In November, Torc formed a collaboration with simulation-and-software-tools provider Applied Intuition centered on AV development.

TuSimple is close to building out the nation’s first coast-to-coast autonomous freight network as it pursues development of self-driving technology.

In a November quarterly earnings call, the company unveiled efforts to map new routes between its operational hub in Dallas and Orlando and Charlotte. With a route established between Phoenix and Dallas, TuSimple’s geographic reach covers nearly all the southern United States.

Both new routes will help the company expand its partnership with UPS, which has already accounted for 160,000 paid miles of freight hauling. While testing in automated mode, the company’s trucks achieved a 13 percent fuel savings, TuSimple says, compared with human drivers.
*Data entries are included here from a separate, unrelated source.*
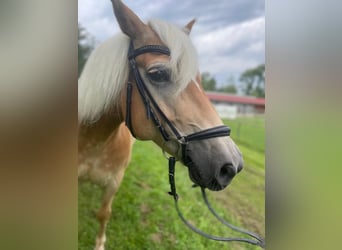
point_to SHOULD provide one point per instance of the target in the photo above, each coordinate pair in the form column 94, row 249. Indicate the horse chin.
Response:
column 197, row 179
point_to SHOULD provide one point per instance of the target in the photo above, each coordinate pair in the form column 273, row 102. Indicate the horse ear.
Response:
column 188, row 27
column 129, row 22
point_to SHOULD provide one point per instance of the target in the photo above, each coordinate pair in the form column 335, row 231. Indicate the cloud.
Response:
column 229, row 35
column 231, row 50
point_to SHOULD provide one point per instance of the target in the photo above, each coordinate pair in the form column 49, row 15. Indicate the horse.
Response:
column 144, row 83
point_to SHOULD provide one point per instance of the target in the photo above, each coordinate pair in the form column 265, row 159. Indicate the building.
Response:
column 231, row 106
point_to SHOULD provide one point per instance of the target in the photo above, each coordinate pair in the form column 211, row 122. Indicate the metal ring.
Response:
column 167, row 155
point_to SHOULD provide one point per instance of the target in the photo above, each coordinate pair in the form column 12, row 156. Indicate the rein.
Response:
column 152, row 109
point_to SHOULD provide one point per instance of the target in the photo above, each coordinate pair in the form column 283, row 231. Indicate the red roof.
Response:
column 215, row 96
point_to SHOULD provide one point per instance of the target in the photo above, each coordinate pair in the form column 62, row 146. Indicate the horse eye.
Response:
column 159, row 75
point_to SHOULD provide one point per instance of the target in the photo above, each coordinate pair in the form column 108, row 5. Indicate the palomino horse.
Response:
column 171, row 102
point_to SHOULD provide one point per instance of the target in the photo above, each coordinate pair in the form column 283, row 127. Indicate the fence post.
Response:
column 238, row 130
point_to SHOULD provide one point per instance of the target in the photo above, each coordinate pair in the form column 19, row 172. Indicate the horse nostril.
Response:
column 228, row 170
column 226, row 173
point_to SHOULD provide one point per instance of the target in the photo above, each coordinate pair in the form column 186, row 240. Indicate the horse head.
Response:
column 175, row 85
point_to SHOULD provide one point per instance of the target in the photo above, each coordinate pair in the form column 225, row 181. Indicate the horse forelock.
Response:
column 183, row 54
column 106, row 71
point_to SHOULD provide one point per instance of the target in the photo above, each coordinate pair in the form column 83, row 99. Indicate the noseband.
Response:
column 154, row 113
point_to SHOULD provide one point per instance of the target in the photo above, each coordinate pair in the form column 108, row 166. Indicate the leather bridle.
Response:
column 154, row 113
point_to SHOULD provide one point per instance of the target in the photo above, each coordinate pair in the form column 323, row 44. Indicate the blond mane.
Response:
column 106, row 71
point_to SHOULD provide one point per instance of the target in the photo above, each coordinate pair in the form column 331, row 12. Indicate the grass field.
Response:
column 144, row 216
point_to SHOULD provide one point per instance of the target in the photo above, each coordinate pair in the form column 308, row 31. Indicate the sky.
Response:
column 229, row 35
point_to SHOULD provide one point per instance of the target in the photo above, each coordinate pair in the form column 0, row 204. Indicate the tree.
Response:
column 85, row 46
column 208, row 82
column 253, row 81
column 229, row 87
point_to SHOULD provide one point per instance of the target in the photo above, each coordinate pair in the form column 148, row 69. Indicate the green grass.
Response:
column 144, row 216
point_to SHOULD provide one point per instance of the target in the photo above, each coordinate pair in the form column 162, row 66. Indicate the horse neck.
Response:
column 97, row 133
TuSimple will further sideline human drivers this month. The company expects to follow competitors such as Gatik and Plus by removing human safety drivers from certain operations. In TuSimple’s case, the company says it will go “driver out” during frequent trips between Phoenix and Tucson by the end of the year.

The company added 138 employees to its R&D division during the third quarter, bringing its head count to approximately 1,000 in R&D and 1,300 overall.

Waymo has begun installing its fifth-generation virtual driver into its truck fleet, a significant development, as it comes with an overhaul of its sensor package and software.

The company runs its testing from its metro Phoenix operations hub, but it is currently building a “primary operations center” for its trucking business in Dallas. Waymo is not stating a timeline for launching commercial operations.

In mid-November, Waymo expanded its partnership with UPS. With the holiday season looming and ports and trucking overwhelmed, the two companies are moving beyond local deliveries and into Class 8 truck freight movement. Waymo will transport goods between UPS’ North American Air Freight units in Dallas-Fort Worth and Houston.

The Class 8 trial runs will build upon previous work the two companies have done together, as well as Waymo’s other work with partners that include J.B. Hunt.

In October 2020, Waymo entered into a partnership with Daimler Trucks, which is building an autonomous-ready version of its Freightliner Cascadia truck chassis that comes with redundant systems.